Friday, July 13, 2012
This was finally the week that W got his dyslexia testing. We drove up to the Bronx, met with the neurophysiologist, and started the 4+ hours of testing. W sat in a small air-conditioned room with the tester while I watched through a 2-way mirror and filled out a ton of forms. He did all kinds of tests: spelling, listening, blocks, writing, word sounds, logic, patterns, etc. He got a few 5-minute breaks and about 45 minutes for lunch (which they generously bought for us). When he was done, he was given $54 cash, which he was thrilled with.
The neurologist told us she has to sit with the tester and go over all tests. It could take a while. The next step would be to take part in a brain wave scan as part of a dyslexia study. We already met the EEG guy who went over what it is he does and what W would do if he's eligible for the study. It's basically just performing a bunch of tasks and computer activities to see which parts of the brain is used while wearing something that resembles a shower cap that they attach dozens of wires to. The only kids eligible for the brain wave study are dyslexics. The neurologist said she won't have a full diagnosis for a week or 2, but just by a quick once-over of W's responses, she thinks he's a candidate. And the next day the EEG guy called me to schedule an appointment.
Sigh. I knew since he was 8 that W did in fact have dyslexia. There's a big emotional difference though, between a mom-diagnosis and an actual neurophysiologist diagnosis.
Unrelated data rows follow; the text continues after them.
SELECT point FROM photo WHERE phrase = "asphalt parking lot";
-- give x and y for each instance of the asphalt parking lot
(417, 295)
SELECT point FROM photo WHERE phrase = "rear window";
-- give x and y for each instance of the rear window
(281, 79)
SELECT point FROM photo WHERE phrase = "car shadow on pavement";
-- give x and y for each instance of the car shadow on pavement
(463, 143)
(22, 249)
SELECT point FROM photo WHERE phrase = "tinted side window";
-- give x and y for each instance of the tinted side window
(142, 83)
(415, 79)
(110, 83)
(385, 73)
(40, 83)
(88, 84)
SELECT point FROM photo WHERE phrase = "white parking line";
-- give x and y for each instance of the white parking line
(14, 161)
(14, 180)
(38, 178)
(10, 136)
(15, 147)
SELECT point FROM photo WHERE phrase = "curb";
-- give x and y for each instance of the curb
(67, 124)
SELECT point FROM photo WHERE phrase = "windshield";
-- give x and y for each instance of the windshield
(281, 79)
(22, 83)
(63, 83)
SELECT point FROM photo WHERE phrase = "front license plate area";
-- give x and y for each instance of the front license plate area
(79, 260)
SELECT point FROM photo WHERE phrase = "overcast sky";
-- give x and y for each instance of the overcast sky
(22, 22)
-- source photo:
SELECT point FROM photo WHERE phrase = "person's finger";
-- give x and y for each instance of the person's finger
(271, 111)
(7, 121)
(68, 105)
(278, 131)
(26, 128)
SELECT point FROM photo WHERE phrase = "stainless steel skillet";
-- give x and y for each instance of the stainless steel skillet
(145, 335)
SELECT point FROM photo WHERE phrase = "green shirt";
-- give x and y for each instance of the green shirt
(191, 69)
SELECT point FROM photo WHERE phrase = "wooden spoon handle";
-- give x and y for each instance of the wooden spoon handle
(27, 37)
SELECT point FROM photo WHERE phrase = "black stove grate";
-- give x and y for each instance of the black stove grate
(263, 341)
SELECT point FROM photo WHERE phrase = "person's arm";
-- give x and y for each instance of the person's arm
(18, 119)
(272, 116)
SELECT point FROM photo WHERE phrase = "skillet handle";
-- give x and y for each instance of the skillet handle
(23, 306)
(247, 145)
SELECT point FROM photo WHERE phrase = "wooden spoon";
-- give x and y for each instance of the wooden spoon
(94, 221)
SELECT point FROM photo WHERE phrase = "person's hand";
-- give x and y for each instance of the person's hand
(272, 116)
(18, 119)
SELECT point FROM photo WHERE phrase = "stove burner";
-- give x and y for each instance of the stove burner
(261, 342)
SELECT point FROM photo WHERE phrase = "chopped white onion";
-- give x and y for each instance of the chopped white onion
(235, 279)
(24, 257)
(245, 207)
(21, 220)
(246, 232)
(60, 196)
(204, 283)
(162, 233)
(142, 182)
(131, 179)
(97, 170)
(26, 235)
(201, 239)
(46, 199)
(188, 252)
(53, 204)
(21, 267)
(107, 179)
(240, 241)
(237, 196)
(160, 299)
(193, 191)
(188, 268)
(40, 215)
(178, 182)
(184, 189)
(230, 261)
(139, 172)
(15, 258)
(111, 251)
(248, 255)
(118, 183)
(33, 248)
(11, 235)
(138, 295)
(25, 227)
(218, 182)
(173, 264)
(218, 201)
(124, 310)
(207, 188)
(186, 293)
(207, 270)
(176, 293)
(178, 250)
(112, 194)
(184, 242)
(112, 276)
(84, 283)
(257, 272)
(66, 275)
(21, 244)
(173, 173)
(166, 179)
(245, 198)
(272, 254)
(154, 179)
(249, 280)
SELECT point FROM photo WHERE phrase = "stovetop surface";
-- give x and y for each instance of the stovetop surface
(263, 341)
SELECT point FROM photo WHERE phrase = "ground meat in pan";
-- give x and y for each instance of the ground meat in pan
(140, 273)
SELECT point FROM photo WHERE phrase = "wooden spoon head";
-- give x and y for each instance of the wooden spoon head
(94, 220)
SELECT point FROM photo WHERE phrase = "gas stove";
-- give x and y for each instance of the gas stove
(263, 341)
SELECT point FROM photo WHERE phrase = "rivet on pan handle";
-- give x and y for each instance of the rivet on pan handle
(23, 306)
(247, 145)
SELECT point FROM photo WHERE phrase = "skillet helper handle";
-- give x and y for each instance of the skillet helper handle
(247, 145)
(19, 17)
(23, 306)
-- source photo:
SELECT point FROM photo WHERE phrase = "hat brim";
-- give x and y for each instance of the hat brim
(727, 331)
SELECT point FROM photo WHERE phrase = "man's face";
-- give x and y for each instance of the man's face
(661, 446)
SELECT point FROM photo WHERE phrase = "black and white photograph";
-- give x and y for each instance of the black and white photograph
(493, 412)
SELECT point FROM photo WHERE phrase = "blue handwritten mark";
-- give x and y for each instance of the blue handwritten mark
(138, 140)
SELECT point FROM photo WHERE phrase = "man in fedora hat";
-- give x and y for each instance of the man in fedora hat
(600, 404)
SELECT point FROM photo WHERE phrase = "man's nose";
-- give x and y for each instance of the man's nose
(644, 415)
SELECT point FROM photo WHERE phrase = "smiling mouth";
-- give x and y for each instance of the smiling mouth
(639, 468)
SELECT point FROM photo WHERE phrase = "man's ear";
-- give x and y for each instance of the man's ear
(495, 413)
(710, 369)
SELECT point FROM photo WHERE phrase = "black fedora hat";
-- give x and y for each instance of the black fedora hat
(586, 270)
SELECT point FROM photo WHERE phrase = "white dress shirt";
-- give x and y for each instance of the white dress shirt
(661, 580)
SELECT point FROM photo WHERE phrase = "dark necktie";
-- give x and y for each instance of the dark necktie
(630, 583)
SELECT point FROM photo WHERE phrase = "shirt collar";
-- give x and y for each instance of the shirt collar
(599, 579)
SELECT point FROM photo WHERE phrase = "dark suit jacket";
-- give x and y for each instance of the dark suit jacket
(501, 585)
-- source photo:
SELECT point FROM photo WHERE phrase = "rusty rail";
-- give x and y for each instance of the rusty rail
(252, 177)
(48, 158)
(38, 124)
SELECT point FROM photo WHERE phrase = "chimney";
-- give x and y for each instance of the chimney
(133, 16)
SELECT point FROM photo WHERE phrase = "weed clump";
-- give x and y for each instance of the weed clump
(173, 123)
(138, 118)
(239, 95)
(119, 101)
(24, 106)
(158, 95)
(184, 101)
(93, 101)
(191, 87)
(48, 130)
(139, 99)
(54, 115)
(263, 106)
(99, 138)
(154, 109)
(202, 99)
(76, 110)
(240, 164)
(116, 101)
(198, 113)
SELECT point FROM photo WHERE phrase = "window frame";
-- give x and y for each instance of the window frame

I guess I still just held onto the idea that W's reading/spelling/writing issues would just go away one day. When I do get the full report, it is going to be very bittersweet. I mean, I'll be so glad and relieved to finally have it in writing that this is not something I did to him, that there is a name for what he is going through, and that he is entitled to certain accommodations once he's in school. Also, I'll be able to know specifically what the issues are and research the best way to teach him. But on the other hand, I feel like omg, my son has a learning disability and there's nothing anyone can do to cure it.